In a statement posted to the DNI’s blog, Clapper acknowledged NSA’s “iterest in tools used to facilitate anonymous online communication.” However media coverage of the work fails to point out “that the Intelligence Community’s interest in online anonymity services and other online communication and networking tools is based on the undeniable fact that these are the tools our adversaries use to communicate and coordinate attacks against the United States and our allies.”
And that’s the traffic that the NSA is hoping to capture and analyze. Clapper argues in the post that intelligence agencies are interested only in “…communication related to valid foreign intelligence and counterintelligence purposes.”
New attention has come to TOR and its users in part because of the arrest Wednesday by the FBI of the alleged operated of Silk Road, an online marketplace for the sale and distribution of illicit drugs that existed in the so-called Dark Web, reachable only by a TOR-enabled browser.

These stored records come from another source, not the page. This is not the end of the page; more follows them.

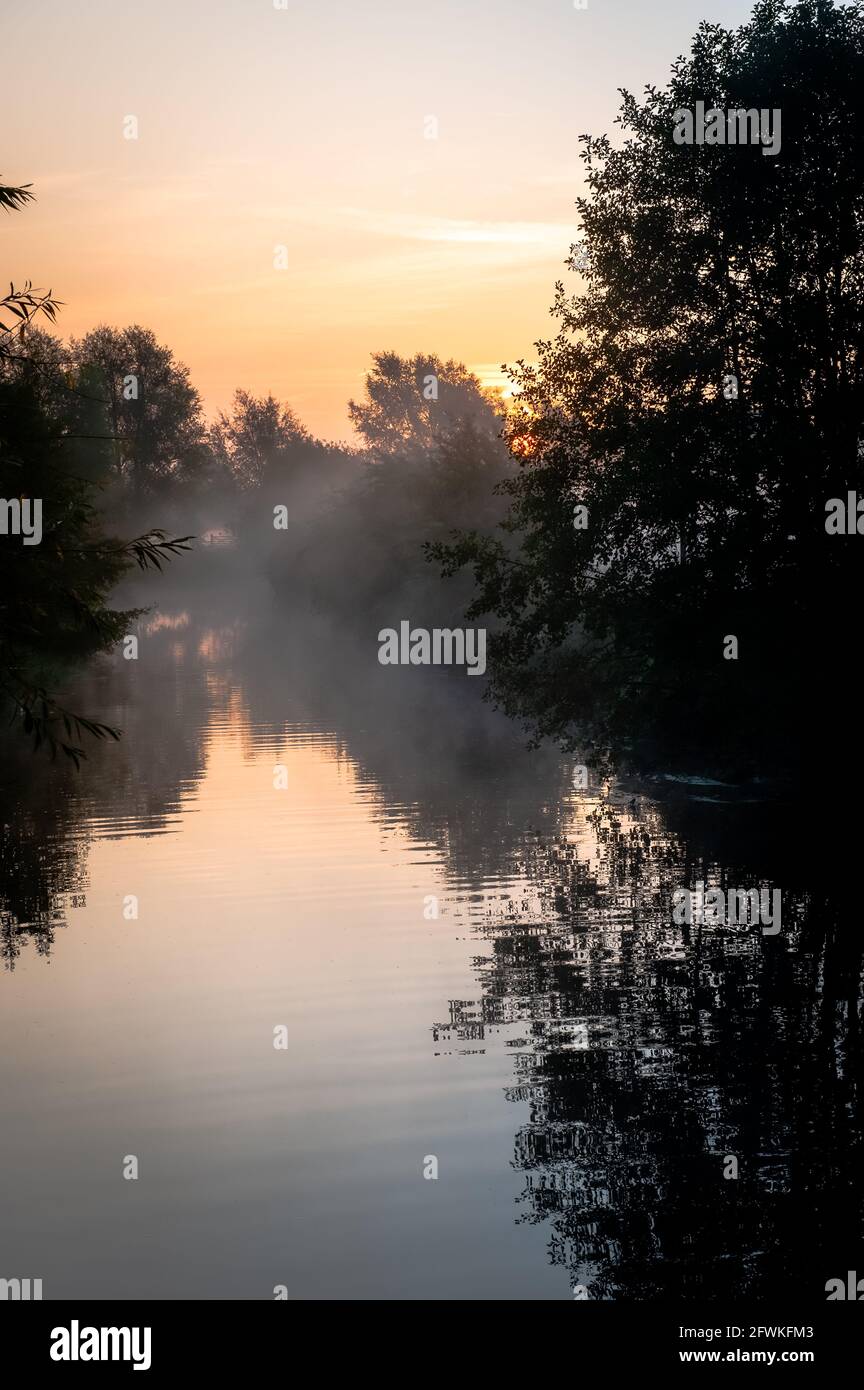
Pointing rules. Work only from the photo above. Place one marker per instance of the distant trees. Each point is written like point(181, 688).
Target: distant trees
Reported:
point(254, 437)
point(54, 592)
point(432, 462)
point(413, 405)
point(702, 402)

In a slide presentation leaked by Edward Snowden, the NSA discussed its struggles to defeat the anonymity that Tor provides. As of the time of the presentation, which is dated June of 2012, it hadn’t had much luck. “We will never be able to de-anonymize all Tor users all of the time,” the presentation says. Using what it calls “manual analysis,” it had had some success in “de-anonymizing” a small fraction of people using Tor. The deck also shows that the NSA sought to collaborate with the Government Communications Headquarters, the United Kingdom’s signals intelligence agency on its efforts.
It was all legal and appropriate, Clapper argues because “Within our lawful mission to collect foreign intelligence to protect the United States, we use every intelligence tool available to understand the intent of our foreign adversaries so that we can disrupt their plans and prevent them from bringing harm to innocent Americans. …Our adversaries have the ability to hide their messages and discussions among those of innocent people around the world. They use the very same social networking sites, encryption tools and other security features that protect our daily online activities.”
The ironic part is that TOR was invented at the US Naval Academy as a project meant to help activists overseas evade surveillance by officials of repressive regimes. A good amount of its funding has come from the NSA’s parent agency, the US Department of Defense.